I have an Umbrella Tree I purchased at drugstore while I was in college. Since then, it’s grown to the ceiling, several times. It’s lived in several cities and is now in my living room and still growing. As plants mature, new issues emerge. The soil, which I said you could ignore at the beginning, is now important. There’s only so many nutrients in soil, and they run out. Remember, these plants were designed to live in the ground, which is a living ecosystem. As a potted plant, they’re like little space stations. If they live long enough, they’ll use up all their nutrients and run out of space to grow. So if a previously happy plant starts to seem unhappy, and you haven’t changed your routine, they may need to be repotted. Fortunately, it’s easy. Just get a bigger pot and some potting soil. Pull the plant out of its current pot and marvel at the network of roots that have formed at the edge of the soil.
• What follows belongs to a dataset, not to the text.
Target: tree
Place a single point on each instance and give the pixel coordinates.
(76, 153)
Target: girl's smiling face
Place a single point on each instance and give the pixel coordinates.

If the roots are in a tight clump with lots of soil around them, you’ll want to "massage" them to break up the soil a bit, so that they’ll notice the new soil. Then set the plant in the new pot and pour soil around it. Pack the soil in firmly but not tight, give the plant a "big" water, and let it drain completely. Congrats! You’ve repotted. Some plants also need to be trimmed to make sure they don’t get too big or unbalanced. Don’t be afraid to trim, if a plant is healthy, it’ll come back. The aforementioned Umbrella Tree has been cut back to a stump several times, and each time it bounces back strong.

It Ain’t About You

The most important thing to remember is this: It’s not personal. Sometimes you obsess over a plant and it still keels over on you. Other times you forget to water for two weeks and your cat uses it as a litter box and it thrives anyway. Plants are living things, and living things are complicated. If your plant dies, I’m sorry. It may not be something you did or didn’t do. The environment may have just been wrong for that particular plant. Try again with a different plant. Ask for advice at your local nursery and try again. If your plants look great, feel free to take credit when your friends compliment you on your green thumb. But know that it probably has very little to do with the color of your thumbs. Smile, enjoy the beauty it brings to your life, and then go get another one. Soon you're house will be overflowing with plants and you will have to replant them outside.